First, I'd like to say that I know we're supposed to focus our response on "Love Poetry," and while I do appreciate EBB's and Naden's stances on love and their distinctly different approaches to it, I (being a fan of Walt Whitman) couldn't help but make connections between Naden and Whitman. Reading "A Pantheist's Song of Immortality" gave me a better understanding of what they do and against what they're reacting. So, I chose to write about some of their concurrences. I hope that's okay.

I believe a leaf of grass is no less than the journeywork of the stars…~Walt Whitman, Song of Myself
Great is life . . and real and mystical . . wherever and whoever,Great is death . . . . Sure as life holds all parts together, death holds all parts together;Sure as the stars return again after they merge in the light, death is great as life.~Walt Whitman, “Great Are the Myths"
I use the above quotes from Walt Whitman as springboards into Constance Naden’s “The Pantheist’s Song of Immortality.” Both Whitman and Naden lived and wrote during a long transitional phase of literary movements—from Romanticism/Transcendentalism to Realism. Setting aside the fact that generic distinctions tend to be quite reductive and abstract, we may look at this transition, partly, as an effect of rising scientific fields of knowledge that tended to approach Romantic Idealism with radical skepticism; the latter literary movement may be seen (again, partly) as a reciprocal response to emergent and developing fields of knowledge. In this poem, Naden, who is indubitably informed by the contemporary sciences, seems to be reacting against that vein of Romanticism that prioritized sentimentality and sensibility above the empirical and rational, which we encountered in Stael’s Corinne, or Italy, but she does so as a (if I may) post-Romantic, still maintaining a focus on sentiment but approaching themes of death and love with a heightened empirical, or scientific, perspective; hence, the topic of pantheism. Whereas Stael's character Corinne indulged her sentiments and imagination--without a supplementary empirically-based driving rationale--to the point where they consume her physically, Naden flips the Romantic vein and seems to prioritize reason, supplementing it with imagination.
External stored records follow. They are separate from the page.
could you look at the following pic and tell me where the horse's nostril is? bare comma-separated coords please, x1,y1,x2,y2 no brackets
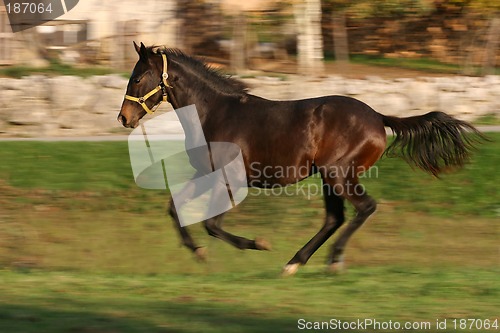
117,114,127,126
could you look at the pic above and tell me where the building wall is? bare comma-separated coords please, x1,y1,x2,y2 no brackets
0,0,179,67
59,0,178,44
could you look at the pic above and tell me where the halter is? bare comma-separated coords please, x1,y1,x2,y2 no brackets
124,53,170,114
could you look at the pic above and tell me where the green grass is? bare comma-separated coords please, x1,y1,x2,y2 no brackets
1,268,498,333
0,60,123,78
0,142,133,190
0,137,498,332
350,54,500,75
474,113,500,126
0,134,498,217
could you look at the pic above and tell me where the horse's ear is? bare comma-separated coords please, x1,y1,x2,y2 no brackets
133,41,149,62
133,41,141,55
139,42,149,61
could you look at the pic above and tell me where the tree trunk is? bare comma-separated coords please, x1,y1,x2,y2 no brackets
294,0,324,74
483,16,499,75
231,11,247,73
332,10,349,63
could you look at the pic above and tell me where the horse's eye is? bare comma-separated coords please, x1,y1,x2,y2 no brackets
133,77,141,84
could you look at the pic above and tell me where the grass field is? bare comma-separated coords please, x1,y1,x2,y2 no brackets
349,55,500,76
0,135,499,332
0,60,120,79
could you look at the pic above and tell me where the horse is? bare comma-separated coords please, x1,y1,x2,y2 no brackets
118,42,483,276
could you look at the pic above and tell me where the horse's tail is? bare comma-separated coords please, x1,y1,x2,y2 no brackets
382,111,485,176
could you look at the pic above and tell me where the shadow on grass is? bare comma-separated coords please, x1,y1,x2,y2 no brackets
0,304,166,333
0,301,366,333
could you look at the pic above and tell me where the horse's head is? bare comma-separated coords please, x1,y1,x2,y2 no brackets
118,42,170,128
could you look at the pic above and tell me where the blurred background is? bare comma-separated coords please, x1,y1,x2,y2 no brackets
0,0,500,70
1,0,499,72
0,1,498,333
0,0,498,137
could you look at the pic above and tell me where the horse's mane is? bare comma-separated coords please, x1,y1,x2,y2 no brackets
146,46,248,97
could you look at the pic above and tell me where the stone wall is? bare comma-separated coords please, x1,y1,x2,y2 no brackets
246,75,500,121
0,75,130,137
0,74,498,137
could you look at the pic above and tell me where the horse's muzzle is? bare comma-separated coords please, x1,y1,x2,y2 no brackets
117,113,128,127
117,113,138,128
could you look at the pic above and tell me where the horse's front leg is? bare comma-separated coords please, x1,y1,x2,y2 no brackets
168,182,207,261
203,213,272,251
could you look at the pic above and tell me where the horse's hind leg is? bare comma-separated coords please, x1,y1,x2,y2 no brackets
282,181,345,276
327,178,377,273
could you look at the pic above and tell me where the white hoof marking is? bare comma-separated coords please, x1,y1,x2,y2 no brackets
282,263,300,277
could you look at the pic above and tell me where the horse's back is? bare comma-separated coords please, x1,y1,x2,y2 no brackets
204,94,386,185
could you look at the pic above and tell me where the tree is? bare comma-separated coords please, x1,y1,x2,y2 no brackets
332,8,349,63
323,0,354,63
483,16,500,74
230,10,248,73
293,0,324,74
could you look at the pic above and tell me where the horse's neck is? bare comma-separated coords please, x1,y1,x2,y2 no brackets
172,75,226,121
172,88,210,120
171,58,238,108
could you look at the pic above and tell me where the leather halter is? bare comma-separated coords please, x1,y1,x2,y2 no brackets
124,53,170,114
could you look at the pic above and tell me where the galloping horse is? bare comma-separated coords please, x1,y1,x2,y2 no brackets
118,42,483,276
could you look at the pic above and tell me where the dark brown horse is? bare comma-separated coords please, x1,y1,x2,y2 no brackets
118,42,483,276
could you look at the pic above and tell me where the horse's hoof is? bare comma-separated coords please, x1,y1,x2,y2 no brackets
255,237,272,251
194,247,208,262
327,261,345,274
281,263,300,277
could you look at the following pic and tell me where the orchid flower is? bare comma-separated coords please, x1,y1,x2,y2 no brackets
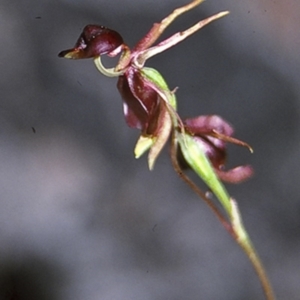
58,1,275,299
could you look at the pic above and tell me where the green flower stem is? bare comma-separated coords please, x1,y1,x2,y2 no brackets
230,199,276,300
178,132,232,215
170,133,233,234
177,132,275,300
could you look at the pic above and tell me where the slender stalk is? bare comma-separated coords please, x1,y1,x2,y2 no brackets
171,131,275,300
230,199,276,300
239,239,276,300
93,56,124,77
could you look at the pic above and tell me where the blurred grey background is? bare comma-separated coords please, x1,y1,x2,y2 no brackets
0,0,299,299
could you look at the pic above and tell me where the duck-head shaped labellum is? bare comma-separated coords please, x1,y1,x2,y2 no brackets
58,25,124,59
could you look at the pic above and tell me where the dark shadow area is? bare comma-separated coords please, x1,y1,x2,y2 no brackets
0,255,65,300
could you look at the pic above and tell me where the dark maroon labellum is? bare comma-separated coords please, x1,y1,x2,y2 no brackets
58,25,124,59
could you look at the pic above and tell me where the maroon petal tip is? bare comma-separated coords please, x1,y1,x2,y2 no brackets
216,165,254,184
58,48,83,59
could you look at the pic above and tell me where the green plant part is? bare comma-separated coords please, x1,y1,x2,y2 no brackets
58,0,275,299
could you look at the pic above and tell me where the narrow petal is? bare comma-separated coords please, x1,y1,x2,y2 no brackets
134,11,229,66
184,115,253,152
148,101,172,170
133,0,205,52
210,130,253,153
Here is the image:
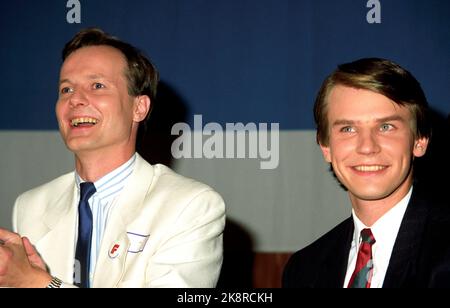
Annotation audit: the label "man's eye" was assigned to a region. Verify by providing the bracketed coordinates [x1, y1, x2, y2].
[380, 124, 394, 131]
[93, 83, 105, 89]
[340, 126, 355, 133]
[60, 87, 73, 94]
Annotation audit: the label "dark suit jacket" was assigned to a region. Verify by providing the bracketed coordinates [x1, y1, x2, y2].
[283, 187, 450, 288]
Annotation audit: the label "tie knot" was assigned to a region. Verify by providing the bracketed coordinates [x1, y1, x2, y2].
[80, 182, 96, 202]
[361, 228, 376, 245]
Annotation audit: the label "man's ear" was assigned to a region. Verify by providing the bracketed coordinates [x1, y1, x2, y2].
[319, 142, 332, 163]
[133, 95, 151, 123]
[413, 136, 429, 158]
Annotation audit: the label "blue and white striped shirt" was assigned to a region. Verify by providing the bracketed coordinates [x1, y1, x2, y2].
[75, 153, 136, 285]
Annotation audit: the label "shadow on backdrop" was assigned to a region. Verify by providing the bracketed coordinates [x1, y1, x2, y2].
[137, 81, 188, 167]
[217, 218, 254, 288]
[415, 109, 450, 205]
[136, 82, 256, 287]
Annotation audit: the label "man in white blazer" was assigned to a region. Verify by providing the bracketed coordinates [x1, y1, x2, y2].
[0, 28, 225, 288]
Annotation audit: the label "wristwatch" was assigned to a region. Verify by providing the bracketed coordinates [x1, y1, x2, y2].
[46, 276, 63, 288]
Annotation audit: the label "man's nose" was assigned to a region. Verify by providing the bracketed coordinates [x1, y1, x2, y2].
[356, 130, 381, 155]
[69, 89, 88, 107]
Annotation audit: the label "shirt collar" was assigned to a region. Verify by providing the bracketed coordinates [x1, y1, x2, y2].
[75, 153, 137, 200]
[351, 186, 413, 246]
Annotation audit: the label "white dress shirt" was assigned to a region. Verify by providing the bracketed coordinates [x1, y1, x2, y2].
[343, 186, 413, 288]
[75, 153, 136, 285]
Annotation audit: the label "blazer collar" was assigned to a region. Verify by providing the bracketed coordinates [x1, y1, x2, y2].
[382, 188, 429, 287]
[317, 218, 354, 288]
[37, 176, 78, 282]
[93, 154, 154, 287]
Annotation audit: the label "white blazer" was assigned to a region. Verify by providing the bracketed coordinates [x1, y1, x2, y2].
[13, 154, 225, 288]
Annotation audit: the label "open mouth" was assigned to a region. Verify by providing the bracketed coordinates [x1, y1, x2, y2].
[352, 165, 388, 172]
[71, 117, 98, 127]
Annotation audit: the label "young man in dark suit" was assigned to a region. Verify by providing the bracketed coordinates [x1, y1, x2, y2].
[283, 58, 450, 288]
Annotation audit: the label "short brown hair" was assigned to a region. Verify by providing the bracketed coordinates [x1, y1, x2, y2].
[62, 28, 159, 121]
[313, 58, 431, 145]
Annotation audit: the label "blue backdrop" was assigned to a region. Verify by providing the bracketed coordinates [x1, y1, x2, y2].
[1, 0, 449, 130]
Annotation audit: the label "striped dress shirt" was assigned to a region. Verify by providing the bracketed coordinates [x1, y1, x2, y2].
[75, 153, 136, 285]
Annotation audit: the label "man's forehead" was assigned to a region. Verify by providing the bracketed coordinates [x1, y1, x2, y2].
[59, 48, 127, 82]
[326, 89, 414, 128]
[59, 73, 108, 84]
[61, 46, 126, 71]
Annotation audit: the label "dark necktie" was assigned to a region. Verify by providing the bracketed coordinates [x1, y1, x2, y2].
[347, 228, 376, 288]
[74, 182, 96, 288]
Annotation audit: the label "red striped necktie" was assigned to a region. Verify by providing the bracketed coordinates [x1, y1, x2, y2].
[347, 228, 376, 288]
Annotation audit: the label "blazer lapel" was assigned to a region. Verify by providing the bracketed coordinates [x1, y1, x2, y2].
[93, 155, 154, 287]
[320, 219, 353, 287]
[92, 220, 130, 288]
[36, 182, 78, 283]
[383, 190, 429, 288]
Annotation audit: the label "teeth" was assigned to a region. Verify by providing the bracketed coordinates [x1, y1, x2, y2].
[354, 165, 386, 172]
[71, 117, 98, 127]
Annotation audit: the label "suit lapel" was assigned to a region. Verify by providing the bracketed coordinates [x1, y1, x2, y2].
[36, 181, 78, 283]
[321, 219, 353, 287]
[311, 219, 353, 288]
[92, 219, 130, 288]
[383, 190, 429, 288]
[93, 155, 154, 287]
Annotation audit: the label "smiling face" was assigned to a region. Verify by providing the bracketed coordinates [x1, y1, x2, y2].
[56, 45, 148, 160]
[320, 85, 428, 206]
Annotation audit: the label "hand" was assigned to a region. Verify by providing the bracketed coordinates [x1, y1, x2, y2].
[22, 237, 47, 271]
[0, 228, 52, 288]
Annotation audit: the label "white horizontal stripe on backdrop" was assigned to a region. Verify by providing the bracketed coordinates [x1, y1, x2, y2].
[0, 130, 349, 252]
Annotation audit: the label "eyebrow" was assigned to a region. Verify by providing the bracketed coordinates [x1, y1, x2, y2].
[59, 74, 107, 85]
[332, 115, 407, 127]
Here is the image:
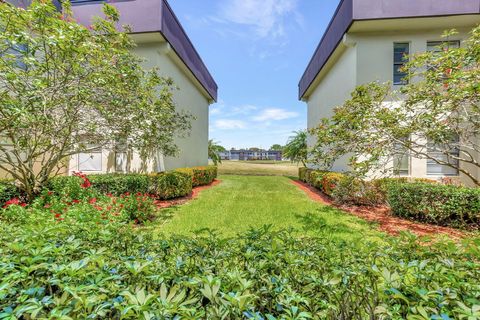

Naden seems to quite explicitly acknowledge and oppose the Romantic perspectives on love, death, the sublime and their power to inspire imaginative creativity: “Her life was one fair dream of friend and lover; / And they were false – ah, well, she knows it not” (7-8). She does not seem to approach Romantic ideas with pure mockery and/or cynicism, though; she sensitively dovetails her oppositional stance by consoling this unnamed female with what seems to be vocabulary of scientific objectivity, showing her mastery and control of such language. She positions the “false” dream and desire to “keep [her] memory green [through a lover]” (22) as illusory, but curtails this stance with a pragmatic but consoling approach that positions the subject's life as far exceeding her expectations in terms of leaving a legacy: “See yon broad current…its motion / Has changed for evermore the river bed” (25, 27-8). Here, she explains that one’s life, as well as one’s death, contributes to the grand scheme and motion of the universe in ways similar to the content found within Whitman’s poetry.